Irina non lo degnò di uno sguardo perché la sua attenzione adesso era rivolta verso Kostja Skubak che veniva loro incontro dalla direzione opposta.
«Ciao Irina… Maggiore…, finalmente siete arrivati. Collega per oggi il tuo compito è finito. Da qui in poi mi occuperò personalmente del Maggiore Marinetto. Questi sono gli ordini di Petrov. Sei libera di andare».
Irina, stranamente, si congedò dai due senza dire una parola e si allontanò irosa sbattendo, con notevole frastuono, i piedi sul pavimento. Le sue scarpe, con tacco da dodici, più che un accessorio di abbigliamento sembravano un’arma micidiale, se e quando fosse stata costretta ad usarle. Aleksej la seguì con lo sguardo fin dove poté. Camminava sinuosa nei suoi jeans attillati e pensò che avesse uno splendido corpo. Ma era pur sempre una spia e di quelle temibili. Improvvisamente poteva trasformarsi in un cobra reale, di quelli che quando mordono non ti lasciano scampo. Decise che, forse, sarebbe stato più saggio e salutare starle alla larga.
9
Skubak si dimostrò insolitamente gentile e affettato. Si comportò come se avesse ricevuto ordini perentori e precisi dall’alto. Era l’ospite più importante del «Covo» e doveva trattarlo con ogni riguardo, senza però perderlo di vista nemmeno per un istante. In caso di guai seri le conseguenze sarebbero state disastrose per la sua carriera di spia.

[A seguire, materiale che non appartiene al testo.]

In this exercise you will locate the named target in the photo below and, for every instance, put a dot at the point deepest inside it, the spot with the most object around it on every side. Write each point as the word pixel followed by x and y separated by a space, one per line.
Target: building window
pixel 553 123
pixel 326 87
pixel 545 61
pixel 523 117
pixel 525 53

Salirono al primo piano e Aleksej fu fatto alloggiare in una bellissima suite. «Spero tu sia contento della sistemazione, Aleksej. Sai…, si sussurra che la zarina Caterina ricevesse i suoi amanti proprio in questa camera».

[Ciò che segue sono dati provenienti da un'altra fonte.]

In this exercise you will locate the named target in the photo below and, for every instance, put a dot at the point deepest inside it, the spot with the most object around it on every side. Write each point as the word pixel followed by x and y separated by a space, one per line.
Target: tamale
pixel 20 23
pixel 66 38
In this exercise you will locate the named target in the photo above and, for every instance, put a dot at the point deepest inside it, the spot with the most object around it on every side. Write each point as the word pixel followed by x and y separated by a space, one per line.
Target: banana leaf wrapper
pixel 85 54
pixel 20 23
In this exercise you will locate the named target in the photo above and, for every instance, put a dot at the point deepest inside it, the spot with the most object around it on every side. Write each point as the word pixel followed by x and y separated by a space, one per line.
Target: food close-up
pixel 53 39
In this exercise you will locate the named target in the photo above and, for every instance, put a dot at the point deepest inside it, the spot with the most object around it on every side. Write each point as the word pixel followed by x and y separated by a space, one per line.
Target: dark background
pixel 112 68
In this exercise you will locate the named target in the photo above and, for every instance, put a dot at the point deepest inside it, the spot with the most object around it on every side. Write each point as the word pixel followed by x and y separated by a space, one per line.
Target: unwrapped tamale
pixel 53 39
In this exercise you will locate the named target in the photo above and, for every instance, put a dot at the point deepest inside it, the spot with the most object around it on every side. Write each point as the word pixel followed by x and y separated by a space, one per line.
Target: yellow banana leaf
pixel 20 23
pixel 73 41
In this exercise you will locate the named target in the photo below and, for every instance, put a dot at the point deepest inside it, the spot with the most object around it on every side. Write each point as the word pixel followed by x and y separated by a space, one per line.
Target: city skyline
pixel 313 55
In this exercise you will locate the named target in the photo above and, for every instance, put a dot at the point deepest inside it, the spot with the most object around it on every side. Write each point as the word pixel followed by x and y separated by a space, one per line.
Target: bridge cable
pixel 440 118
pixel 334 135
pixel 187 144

«È tutto splendido. Grazie. Tranne per la guardia armata alla porta. Ma capisco che dobbiate essere prudenti, in fondo sono l’ultimo arrivato e devo ancora conquistarmi la fiducia del capo».
Skubak lo guardò divertito. Lo conosceva da troppo poco tempo ma capiva che in quelle frasi c’era una sottile vena d’ironia. L’esperienza gli consigliava, comunque, di diffidare del Maggiore. A pelle non gli piaceva affatto e poi aveva quell’aria da furbetto, un po’ troppo per i suoi gusti. Sapeva che alla fine, in un modo o nell’altro, avrebbe regolato con lui tutti i conti.
«Aleksej, ti consiglio di riposare un po’. Come puoi vedere… sul letto ci sono tutte le tue cose… quello è il bagno con tanto di vasca e doccia. Qualcuno verrà ad avvertirti quando sarà il momento della cena». Skubak lo salutò frettolosamente e si dileguò fuori dalla stanza come se qualcuno lo stesse aspettando da qualche altra parte.
Aleksej non ebbe neppure il tempo di sistemare il contenuto della sua piccola valigia quando sentì bussare alla porta.
«Toc toc. Posso entrare?».
Una voce suadente reclamava il suo diritto d’accesso.
«Entra pure Irina», rispose con tono seccato Aleksej, «sono ancora vestito. Non temere».
«Ciao Aleksej o dovrei chiamarti Luca», disse ironicamente mostrando il suo splendido sorriso.
«Ti ho portato la cena. Servizio in camera. Non conosco ancora i tuoi gusti culinari e così ho messo insieme un po’ di tutto. Ho qui anche il dessert e un buonissimo spumante italiano. Dovrai cominciare a godere dei piaceri della vita… nelle tue vene scorre pur sempre sangue italiano».
Appoggiò il vassoio sul tavolo vicino alla finestra e cercò di avvicinarsi ad Aleksej che era rimasto immobile, in piedi, al lato del letto.
«Non sono dell’umore adatto per festeggiare e, comunque, non ho fame. Se sei venuta fin qui per sedurmi allora puoi girare i tacchi e tornare da dove sei venuta», replicò contrariato Aleksej.
«Ehi… ma che modi. In Accademia non ti hanno insegnato ad essere gentile con l’altro sesso? Volevo solo esserti amica ma adesso mi accorgo di aver sbagliato. Comunque, che ti piaccia o no, nei prossimi mesi dovremo condividere molte cose insieme, compreso lo stesso letto. Dovrai farci l’abitudine. Ho poco tempo per farti diventare il perfetto sostituto di Luca, tuo fratello. Dovrai essere credibile se non vorrai farti scoprire immediatamente».